Fils du césar Constance Chlore et d’une femme de basse extraction, Hélène, Constantin naît en 274 après J.-C. à Nis, en Serbie. Proclamé césar après la mort de son père, en 306, il partage alors le pouvoir avec Galère et Sévère, augustes tous les deux, et Maximin Daïa, césar comme lui. Un partage qui ne tardera pas à être bouleversé alors qu’après avoir conquis l’Afrique et l’Italie, Maxence, fils de Maximin, s’auto-proclame auguste. En réponse à quoi Constantin va également prendre le titre d’auguste. L’empire, jusqu’en 311, sera donc gouverné par pas moins de 4 augustes. C’était un peu trop, même pour l’empire : Constantin bât Maxence au Pont Milvius, en 312 puis, l’année suivante, conclut un accord de paix avec Licinius qui a également vaincu les armées de Maximin. Licinius et Constantin reste alors seuls augustes et proclament leurs fils, Crispus, Constantin II et Licinius le Jeune césars.
Le système imaginé par Dioclétien montrait clairement ses limites ; limites déterminées essentiellement en raison de l’ambition des césars et des augustes, rarement enchanté à l’idée de partager le pouvoir. Un système dont Constantin obtiendra la fin en éliminant, en 320, Licinius et son fils. L’unité de l’empire était rétablie… au moins pour quelque temps. Un empire que Constantin a décidé de placer sous le regard de Dieu.
C’est à la veille de la bataille du Pont Milvius, en 312, que Constantin, dans son sommeil, vit le Christ qui, lui montrant un chrisme dans le ciel, lui dit : "Par ce signe, tu vaincras !" Constantin, dont la mère, Hélène, était elle-même une chrétienne, fit alors peindre sur les boucliers de ses légionnaires les initiales du Christ. La victoire allait être sans appel et explique la conversion de Constantin. Telle est du moins la légende dorée qui entoure cette "conversion". Sauf qu’il n’y eut pas vraiment de conversion, Constantin ne se faisant baptiser que sur son lit de mort…

Constance Ier, dit Constance Chlore (v.250-306).
Constance Ier, dit Constance Chlore (v.250-306).

Une omission qui ne devait pas empêcher Constantin d’agir comme un évêque, comme un pape même. Par l’édit de Milan (313), lui et Licinius -on l’oublie souvent- font de la religion chrétienne une religion équivalente aux autres. Dès ce moment, Constantin agit comme s’il dirigeait l’Eglise en même temps que l’empire : en 314, il convoque le concile d’Arles, qui condamnera l’hérésie donatiste ; en 325, c’est à Nicée que les évêques sont invités à se réunir afin de mettre un terme à l’hérésie arienne. Un concile où sera alors proclamé le fameux Credo, qui proclame les vérités de la foi chrétienne ; un concile présidé par l’empereur ! Ce faisant, Constantin n’agit guère que comme ses prédécesseurs, notamment qu’Auguste. Comme eux, il se présente en représentant de Dieu sur terre ; comme eux, il fait de sa fonction et de sa personne le lien entre le divin et l’humain. Se faisant, il divinise la fonction impériale de la même façon qu’Auguste l’avait fait, ce qui avait conduit certains empereurs julio-claudiens à diviniser leur personne même…

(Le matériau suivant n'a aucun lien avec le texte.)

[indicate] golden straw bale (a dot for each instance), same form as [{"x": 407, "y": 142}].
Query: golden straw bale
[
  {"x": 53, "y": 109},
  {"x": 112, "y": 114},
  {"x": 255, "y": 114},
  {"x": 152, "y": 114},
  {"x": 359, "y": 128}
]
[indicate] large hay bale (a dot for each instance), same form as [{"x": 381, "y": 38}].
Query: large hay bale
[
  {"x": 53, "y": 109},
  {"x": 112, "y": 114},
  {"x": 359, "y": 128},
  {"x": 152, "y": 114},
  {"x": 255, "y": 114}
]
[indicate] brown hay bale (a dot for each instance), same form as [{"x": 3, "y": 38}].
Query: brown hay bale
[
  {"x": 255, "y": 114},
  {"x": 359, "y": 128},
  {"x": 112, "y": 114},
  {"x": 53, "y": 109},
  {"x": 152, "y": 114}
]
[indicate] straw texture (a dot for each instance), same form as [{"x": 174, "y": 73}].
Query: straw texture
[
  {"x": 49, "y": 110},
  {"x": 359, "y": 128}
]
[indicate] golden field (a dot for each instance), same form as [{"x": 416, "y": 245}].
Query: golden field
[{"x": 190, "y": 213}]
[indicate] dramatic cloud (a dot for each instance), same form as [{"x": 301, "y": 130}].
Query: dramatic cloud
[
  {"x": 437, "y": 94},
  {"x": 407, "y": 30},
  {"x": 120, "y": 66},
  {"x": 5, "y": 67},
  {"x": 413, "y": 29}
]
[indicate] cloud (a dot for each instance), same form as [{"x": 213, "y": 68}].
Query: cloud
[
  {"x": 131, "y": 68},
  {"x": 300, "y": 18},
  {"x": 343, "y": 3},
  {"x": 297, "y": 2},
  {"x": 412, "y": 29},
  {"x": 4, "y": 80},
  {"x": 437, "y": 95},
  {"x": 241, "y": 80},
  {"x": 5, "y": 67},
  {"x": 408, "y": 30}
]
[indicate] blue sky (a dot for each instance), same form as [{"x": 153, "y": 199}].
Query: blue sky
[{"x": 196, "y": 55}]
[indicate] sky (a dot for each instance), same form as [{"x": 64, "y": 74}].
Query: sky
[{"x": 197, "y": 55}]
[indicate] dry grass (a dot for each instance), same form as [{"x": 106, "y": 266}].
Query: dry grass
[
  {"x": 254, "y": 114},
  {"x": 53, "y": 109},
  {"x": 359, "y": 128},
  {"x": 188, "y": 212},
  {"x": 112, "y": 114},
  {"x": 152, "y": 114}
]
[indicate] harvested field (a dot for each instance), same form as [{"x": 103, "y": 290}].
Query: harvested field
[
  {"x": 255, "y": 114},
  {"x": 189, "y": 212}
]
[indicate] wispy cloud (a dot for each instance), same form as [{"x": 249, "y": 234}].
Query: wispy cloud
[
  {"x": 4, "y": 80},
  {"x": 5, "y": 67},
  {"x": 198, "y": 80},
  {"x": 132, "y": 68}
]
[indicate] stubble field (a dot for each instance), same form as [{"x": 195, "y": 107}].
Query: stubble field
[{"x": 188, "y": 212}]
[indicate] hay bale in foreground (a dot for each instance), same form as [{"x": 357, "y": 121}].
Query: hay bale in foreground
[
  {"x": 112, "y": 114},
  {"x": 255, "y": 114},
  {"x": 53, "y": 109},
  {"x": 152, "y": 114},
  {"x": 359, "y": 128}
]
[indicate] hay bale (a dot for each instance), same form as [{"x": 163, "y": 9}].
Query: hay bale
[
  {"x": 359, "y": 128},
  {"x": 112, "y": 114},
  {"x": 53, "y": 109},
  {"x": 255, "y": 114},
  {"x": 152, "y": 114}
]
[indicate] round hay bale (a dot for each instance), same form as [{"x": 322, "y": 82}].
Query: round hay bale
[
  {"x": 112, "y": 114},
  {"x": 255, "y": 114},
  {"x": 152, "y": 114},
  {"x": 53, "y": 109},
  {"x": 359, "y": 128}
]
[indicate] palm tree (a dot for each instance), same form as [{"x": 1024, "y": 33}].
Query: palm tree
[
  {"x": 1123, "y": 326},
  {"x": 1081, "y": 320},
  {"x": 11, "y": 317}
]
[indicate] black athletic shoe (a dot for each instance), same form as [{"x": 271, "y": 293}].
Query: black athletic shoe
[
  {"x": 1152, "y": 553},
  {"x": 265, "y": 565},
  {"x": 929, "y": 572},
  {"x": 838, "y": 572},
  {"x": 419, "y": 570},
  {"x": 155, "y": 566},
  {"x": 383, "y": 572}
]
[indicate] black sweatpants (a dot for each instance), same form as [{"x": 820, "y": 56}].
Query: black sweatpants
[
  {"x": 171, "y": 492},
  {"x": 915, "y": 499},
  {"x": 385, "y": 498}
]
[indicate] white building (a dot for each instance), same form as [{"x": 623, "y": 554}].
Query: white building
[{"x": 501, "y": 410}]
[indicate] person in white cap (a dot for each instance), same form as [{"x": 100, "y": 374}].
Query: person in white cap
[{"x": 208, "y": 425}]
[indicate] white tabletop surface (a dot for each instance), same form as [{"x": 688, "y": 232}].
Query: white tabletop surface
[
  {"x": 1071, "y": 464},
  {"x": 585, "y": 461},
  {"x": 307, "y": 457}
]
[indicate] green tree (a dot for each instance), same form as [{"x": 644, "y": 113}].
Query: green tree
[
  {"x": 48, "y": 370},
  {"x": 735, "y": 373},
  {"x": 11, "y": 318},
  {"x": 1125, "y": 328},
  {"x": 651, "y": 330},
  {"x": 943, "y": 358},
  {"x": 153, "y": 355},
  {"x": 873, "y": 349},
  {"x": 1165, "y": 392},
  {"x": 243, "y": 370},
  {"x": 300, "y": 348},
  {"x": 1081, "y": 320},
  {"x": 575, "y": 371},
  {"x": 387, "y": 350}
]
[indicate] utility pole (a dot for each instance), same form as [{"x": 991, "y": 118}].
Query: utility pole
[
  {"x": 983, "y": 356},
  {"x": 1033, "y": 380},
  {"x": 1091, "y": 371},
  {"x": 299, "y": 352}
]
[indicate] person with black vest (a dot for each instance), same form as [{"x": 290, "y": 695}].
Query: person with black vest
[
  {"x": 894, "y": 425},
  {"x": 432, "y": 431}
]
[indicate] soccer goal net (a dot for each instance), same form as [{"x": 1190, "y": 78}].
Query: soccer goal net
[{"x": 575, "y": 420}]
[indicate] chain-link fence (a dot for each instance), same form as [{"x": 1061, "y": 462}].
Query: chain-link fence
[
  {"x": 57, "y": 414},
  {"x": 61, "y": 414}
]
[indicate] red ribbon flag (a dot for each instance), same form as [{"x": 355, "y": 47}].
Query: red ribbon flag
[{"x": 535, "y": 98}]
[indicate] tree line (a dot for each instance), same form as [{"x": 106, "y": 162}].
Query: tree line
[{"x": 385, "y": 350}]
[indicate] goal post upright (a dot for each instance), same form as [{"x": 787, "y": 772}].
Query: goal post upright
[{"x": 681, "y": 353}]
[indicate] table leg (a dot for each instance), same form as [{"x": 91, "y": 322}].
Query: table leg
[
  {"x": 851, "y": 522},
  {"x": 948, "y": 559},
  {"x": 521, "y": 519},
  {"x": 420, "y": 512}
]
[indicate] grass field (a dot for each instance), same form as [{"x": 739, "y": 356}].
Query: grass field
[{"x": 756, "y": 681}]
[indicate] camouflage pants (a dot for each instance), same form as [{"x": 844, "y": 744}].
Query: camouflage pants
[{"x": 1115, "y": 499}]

L’histoire fera beaucoup pour la popularité de Constantin qui apparaît volontiers comme le prince de l’Eglise naissante, comme un saint même -il est inscrit dans le calendrier orthodoxe. Pourtant, il se sera servi de l’Eglise plus qu’un autre pour asseoir son pouvoir, justifier sa couronne. Se faisant, il inaugurait une lutte qui s’étendra durant des siècles entre la papauté et les empereurs -plus tard les empereurs romains germaniques- ; entre le pouvoir temporel et le pouvoir spirituel, le second tentant d’échapper au premier.